Men zegt dat er helemaal geen besnijdenis meer hoeft en er helemaal geen wet van Mozes meer hoeft en dan haalt men oa deze tekst aan. Maar wat zij bedoelen, staat er niet.
Er is hier in Handelingen een beroering ontstaan, omdat “sommigen” ,die de leer van de Farizeeën nog niet afgelegd hadden, anderen die leer oplegden. Die leer week volkomen af van de instructies van Abba YHWH. Lees de vrijmakende woorden maar in Deuteronomium 30.
Het is een strijd door de eeuwen geworden en we beleven eigenlijk elke keer Handelingen 15, als menselijke interpretatie geconfronteerd wordt met het levendmakende Woord/instructies van Abba YHWH.
Men noemt mensen die Abba’s instructies hebben ontdekt als levenswijze, wettisch en hoogmoedig omdat, zoals men veelal zegt,degenen die Zijn geboden willen doen, een en ander willen verdienen.
Dat komt omdat de leugen tot op heden voortduurt, zodat Abba YHWH volgens de tegenstander de eer niet mag krijgen.
Als we het onderscheid gaan zien, dan kunnen we de verzen 19 tot en met 21 ook begrijpen.

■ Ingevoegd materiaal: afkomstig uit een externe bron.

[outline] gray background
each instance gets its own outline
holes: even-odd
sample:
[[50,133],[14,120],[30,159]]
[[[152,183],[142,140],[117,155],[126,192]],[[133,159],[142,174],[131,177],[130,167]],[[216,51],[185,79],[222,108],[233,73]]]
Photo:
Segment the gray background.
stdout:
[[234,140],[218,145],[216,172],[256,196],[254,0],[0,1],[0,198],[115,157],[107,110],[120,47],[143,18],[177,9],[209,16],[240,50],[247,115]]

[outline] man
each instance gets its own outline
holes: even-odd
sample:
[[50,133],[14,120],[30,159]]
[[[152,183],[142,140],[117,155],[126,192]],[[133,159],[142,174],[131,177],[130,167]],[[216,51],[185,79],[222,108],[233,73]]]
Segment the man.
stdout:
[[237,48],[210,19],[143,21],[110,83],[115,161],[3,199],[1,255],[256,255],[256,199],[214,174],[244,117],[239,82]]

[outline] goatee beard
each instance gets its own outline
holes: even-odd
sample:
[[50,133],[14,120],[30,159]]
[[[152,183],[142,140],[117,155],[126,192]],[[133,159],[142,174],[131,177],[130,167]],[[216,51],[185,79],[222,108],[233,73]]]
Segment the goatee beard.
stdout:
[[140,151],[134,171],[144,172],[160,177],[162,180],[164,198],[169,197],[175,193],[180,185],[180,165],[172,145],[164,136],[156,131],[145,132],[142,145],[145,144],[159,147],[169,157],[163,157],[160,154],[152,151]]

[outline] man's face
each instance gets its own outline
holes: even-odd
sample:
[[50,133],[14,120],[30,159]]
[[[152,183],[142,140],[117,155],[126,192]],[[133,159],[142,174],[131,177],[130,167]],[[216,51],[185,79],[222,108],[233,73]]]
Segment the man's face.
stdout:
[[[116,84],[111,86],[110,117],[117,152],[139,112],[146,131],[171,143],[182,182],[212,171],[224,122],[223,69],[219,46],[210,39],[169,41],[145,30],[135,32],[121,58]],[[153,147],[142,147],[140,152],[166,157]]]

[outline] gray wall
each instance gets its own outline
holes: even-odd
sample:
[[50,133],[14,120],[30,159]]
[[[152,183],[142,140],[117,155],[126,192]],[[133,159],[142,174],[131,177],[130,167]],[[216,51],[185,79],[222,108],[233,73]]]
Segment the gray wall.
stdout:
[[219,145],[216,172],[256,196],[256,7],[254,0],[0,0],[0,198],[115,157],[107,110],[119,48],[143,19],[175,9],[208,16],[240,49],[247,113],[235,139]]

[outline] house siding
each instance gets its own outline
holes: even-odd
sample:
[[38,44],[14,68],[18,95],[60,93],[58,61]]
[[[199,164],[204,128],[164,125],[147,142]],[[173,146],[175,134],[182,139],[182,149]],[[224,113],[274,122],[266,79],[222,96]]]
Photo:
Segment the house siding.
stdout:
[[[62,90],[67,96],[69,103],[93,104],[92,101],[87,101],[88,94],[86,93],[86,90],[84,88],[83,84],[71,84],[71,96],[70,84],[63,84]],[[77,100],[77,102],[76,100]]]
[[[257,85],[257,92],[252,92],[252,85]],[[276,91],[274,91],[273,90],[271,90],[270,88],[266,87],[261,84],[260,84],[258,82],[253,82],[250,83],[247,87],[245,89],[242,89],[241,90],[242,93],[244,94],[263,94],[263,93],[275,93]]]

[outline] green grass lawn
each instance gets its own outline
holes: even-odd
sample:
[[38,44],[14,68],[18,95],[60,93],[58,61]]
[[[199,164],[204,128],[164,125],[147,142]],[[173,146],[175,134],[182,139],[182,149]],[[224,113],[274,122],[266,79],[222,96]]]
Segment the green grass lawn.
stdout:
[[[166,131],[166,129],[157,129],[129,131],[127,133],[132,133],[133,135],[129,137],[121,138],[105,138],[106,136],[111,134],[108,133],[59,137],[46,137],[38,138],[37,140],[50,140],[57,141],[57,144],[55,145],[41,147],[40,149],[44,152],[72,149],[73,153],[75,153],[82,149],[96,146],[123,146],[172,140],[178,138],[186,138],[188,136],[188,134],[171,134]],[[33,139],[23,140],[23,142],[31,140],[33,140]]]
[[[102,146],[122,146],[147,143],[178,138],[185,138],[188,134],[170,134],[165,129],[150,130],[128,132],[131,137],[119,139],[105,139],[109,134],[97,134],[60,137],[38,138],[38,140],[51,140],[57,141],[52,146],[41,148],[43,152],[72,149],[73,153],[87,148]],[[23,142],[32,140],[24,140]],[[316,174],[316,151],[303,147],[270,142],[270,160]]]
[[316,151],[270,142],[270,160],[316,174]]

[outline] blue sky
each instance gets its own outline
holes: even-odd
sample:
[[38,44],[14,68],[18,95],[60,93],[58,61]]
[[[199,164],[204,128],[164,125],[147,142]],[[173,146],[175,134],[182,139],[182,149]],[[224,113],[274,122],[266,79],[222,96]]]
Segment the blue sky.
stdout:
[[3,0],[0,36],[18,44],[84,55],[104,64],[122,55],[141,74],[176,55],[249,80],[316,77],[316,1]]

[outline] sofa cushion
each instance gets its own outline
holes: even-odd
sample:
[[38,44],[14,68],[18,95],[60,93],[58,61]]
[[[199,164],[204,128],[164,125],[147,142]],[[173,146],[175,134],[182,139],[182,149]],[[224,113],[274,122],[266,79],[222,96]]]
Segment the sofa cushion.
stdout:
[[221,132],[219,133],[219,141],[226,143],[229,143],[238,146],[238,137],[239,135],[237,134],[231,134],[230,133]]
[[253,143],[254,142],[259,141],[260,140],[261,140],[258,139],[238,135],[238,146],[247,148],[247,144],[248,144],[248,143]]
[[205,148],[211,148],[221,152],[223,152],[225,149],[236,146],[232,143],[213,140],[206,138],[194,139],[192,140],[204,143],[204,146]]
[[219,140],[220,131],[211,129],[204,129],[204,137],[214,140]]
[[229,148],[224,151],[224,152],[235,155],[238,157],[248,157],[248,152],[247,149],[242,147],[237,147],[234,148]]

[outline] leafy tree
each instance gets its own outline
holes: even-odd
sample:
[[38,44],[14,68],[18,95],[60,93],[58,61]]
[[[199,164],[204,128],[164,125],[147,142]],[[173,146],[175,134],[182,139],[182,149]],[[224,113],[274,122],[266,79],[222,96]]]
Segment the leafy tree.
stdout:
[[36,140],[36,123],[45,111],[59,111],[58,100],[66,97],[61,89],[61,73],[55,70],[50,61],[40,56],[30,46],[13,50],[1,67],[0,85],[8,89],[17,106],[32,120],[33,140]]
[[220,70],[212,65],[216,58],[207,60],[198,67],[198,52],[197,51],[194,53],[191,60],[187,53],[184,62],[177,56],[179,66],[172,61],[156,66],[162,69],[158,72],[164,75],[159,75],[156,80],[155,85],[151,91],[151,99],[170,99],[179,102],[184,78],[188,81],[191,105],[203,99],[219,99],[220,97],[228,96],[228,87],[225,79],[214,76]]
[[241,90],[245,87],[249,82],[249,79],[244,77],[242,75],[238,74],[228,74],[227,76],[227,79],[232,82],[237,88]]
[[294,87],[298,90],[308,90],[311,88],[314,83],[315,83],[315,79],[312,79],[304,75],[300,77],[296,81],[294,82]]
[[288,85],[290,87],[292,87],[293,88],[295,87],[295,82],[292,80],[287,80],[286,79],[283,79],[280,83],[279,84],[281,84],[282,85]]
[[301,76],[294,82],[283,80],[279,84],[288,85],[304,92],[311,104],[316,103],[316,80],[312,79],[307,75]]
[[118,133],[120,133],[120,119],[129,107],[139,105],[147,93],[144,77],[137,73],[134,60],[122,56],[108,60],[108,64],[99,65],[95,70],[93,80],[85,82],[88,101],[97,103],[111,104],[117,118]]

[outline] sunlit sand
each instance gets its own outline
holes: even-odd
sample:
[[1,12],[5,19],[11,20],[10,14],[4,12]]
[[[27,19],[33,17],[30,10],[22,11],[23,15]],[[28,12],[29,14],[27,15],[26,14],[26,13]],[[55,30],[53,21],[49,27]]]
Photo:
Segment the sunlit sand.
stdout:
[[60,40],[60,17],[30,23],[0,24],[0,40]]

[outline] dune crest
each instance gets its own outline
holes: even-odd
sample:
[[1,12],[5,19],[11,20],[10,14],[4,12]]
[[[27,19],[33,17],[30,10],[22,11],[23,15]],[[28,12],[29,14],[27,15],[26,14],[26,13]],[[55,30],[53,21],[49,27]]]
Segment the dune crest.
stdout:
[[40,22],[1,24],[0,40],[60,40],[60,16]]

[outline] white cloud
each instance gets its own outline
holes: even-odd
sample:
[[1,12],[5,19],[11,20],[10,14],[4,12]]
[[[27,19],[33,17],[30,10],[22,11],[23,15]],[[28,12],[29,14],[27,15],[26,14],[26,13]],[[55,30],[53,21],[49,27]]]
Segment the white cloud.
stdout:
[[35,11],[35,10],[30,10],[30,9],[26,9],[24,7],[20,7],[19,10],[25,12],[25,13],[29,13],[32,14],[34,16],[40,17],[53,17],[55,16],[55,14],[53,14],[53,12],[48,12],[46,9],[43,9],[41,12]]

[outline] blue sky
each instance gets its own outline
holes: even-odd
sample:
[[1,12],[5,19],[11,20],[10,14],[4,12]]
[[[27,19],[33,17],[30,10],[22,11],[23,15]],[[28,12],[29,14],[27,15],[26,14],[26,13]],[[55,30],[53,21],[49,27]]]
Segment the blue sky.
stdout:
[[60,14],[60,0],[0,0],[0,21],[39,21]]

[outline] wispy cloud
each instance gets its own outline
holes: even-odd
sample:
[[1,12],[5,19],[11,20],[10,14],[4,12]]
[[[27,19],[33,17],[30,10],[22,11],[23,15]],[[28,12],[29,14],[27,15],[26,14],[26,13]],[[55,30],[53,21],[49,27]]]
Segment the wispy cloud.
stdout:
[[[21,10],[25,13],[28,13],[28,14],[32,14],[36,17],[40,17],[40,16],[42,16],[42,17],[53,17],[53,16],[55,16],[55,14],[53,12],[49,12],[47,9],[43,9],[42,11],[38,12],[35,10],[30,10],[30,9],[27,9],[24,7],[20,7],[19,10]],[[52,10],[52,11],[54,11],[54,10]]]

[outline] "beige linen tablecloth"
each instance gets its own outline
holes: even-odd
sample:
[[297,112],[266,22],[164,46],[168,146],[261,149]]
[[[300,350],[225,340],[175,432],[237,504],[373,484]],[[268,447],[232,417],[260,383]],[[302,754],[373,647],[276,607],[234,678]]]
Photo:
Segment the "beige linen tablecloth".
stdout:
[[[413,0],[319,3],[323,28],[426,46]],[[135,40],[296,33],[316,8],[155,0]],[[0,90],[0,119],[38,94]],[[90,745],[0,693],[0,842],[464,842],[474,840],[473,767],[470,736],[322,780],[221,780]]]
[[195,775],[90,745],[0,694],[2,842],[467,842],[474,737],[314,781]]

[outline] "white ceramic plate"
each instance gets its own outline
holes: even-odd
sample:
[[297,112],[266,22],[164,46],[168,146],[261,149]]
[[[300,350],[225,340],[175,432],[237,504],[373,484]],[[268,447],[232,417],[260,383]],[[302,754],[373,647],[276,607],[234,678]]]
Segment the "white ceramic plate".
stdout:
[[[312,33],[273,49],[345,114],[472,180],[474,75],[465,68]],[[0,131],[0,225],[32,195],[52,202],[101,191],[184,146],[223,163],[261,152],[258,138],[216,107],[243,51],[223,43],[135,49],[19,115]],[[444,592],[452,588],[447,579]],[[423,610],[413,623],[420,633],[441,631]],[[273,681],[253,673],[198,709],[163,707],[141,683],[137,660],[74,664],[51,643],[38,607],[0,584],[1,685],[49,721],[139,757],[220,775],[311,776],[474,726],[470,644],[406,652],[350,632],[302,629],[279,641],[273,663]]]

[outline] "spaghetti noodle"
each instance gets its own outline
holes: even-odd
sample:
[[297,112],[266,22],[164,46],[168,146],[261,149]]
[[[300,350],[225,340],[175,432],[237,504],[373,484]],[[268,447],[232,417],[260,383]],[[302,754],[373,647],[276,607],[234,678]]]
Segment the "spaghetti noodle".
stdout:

Men is naar Jeruzalem afgereisd en heeft de zaak/beroering voorgelegd en Petrus haalt iets aan uit de profeet Amos. Nadat de zaak duidelijk geworden is en men is gaan inzien dat de wet der schriftgeleerden overboord moet, zodat alleen de wet/instructies van YHWH (denk aan Deut.30) gevolgd behoren te worden, voegt Petrus eraan toe dat men degenen uit de heidenen (akrobustia= afgeweken voormalige en afstammelingen van de overige stammen Israels, gezien de roeping van verschillende apostelen, zie oa Petrus en Jacobus) “zal aanschrijven, dat zij zich onthouden van de dingen die door de afgoden besmet zijn, en van hoererij en van het verstikte en van bloed”. Dat lijkt weinig, maar vergeet niet dat ze in een heidense omgeving leefden en dat hun levenswijze direct opviel.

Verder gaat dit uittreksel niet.